Michael Gerson: The Jindal Phenomenon

To be honest, Bobby Jindal failed to convince me yesterday. Possibly because he pushed too hard on the button labeled, hey folks, I'm as easygoing as Obama, and so he lost on the way the substance of his message. His entrance, along the corridor, the way presidents do at the White House, was definitely mauvais gout. There is only one President at a time, and the confidence game cannot be played just by everyone.

Which doesn't mean too much, however. Mr. Jindal remains a serious contender. Here is what Michael Gerson says in today's W Post (I'm not as enthusiastic as Mr. Gerson seems to be, but that's another story:)

Louisiana Gov. Bobby Jindal -- selected to deliver the Republicans' Fat Tuesday response to President Obama -- might also be voted the man least likely to let the good times roll. Slight, earnest, deeply religious and supremely wonkish, Jindal resembles neither his flamboyant predecessors as governor nor his reveling, 30-something contemporaries on Bourbon Street. Somehow the hall-monitoring, library-inhabiting, science-fair-winning class president has seized control of the Big Easy. And his coup has been an inspiration to policy geeks everywhere.

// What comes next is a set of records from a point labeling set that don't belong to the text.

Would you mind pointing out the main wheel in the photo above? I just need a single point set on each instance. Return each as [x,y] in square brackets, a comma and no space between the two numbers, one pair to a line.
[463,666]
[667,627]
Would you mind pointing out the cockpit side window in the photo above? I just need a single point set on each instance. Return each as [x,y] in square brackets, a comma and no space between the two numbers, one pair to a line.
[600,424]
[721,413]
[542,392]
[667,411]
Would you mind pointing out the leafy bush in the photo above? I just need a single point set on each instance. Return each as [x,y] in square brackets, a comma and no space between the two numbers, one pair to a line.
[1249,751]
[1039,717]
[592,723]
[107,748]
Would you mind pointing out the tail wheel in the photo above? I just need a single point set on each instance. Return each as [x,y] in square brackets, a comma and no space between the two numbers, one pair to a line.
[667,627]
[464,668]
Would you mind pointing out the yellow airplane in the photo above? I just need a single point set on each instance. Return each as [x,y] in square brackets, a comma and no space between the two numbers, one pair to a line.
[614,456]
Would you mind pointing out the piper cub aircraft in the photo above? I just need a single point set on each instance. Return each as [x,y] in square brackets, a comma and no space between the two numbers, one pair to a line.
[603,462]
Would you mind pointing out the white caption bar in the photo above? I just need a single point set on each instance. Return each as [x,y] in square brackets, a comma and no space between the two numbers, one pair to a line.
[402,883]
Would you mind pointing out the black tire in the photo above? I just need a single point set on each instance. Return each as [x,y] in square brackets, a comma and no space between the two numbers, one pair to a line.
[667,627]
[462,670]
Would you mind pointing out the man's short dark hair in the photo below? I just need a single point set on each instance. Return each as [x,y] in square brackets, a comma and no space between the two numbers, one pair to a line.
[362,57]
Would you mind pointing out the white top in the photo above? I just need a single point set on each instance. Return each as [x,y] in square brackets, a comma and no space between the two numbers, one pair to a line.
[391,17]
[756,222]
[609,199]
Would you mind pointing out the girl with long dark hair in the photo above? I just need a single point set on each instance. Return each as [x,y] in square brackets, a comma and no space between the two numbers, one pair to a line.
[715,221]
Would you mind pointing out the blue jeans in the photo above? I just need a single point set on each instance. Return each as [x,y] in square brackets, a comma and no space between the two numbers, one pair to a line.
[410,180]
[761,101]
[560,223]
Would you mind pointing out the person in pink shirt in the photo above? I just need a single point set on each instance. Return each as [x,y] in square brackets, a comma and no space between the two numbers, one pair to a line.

At a recent meeting of conservative activists, Jindal had little to say about his traditional social views or compelling personal story. Instead, he uncorked a fluent, substantive rush of policy proposals and achievements, covering workforce development, biodiesel refineries, quality assurance centers, digital media, Medicare parts C and D, and state waivers to the CMS (whatever that is).

Some have compared Jindal to Obama, but the new president has always been more attracted to platitudes than to policy. Rush Limbaugh has anointed Jindal the next Ronald Reagan. But Reagan enjoyed painting on a large ideological canvas. In person, Jindal's manner more closely resembles another recent president: Bill Clinton. Like Clinton (a fellow Rhodes scholar), Jindal has the ability to overwhelm any topic with facts and thoughtful arguments -- displaying a mastery of detail that encourages confidence. Both speak of complex policy issues with the world-changing intensity of a late-night dorm room discussion.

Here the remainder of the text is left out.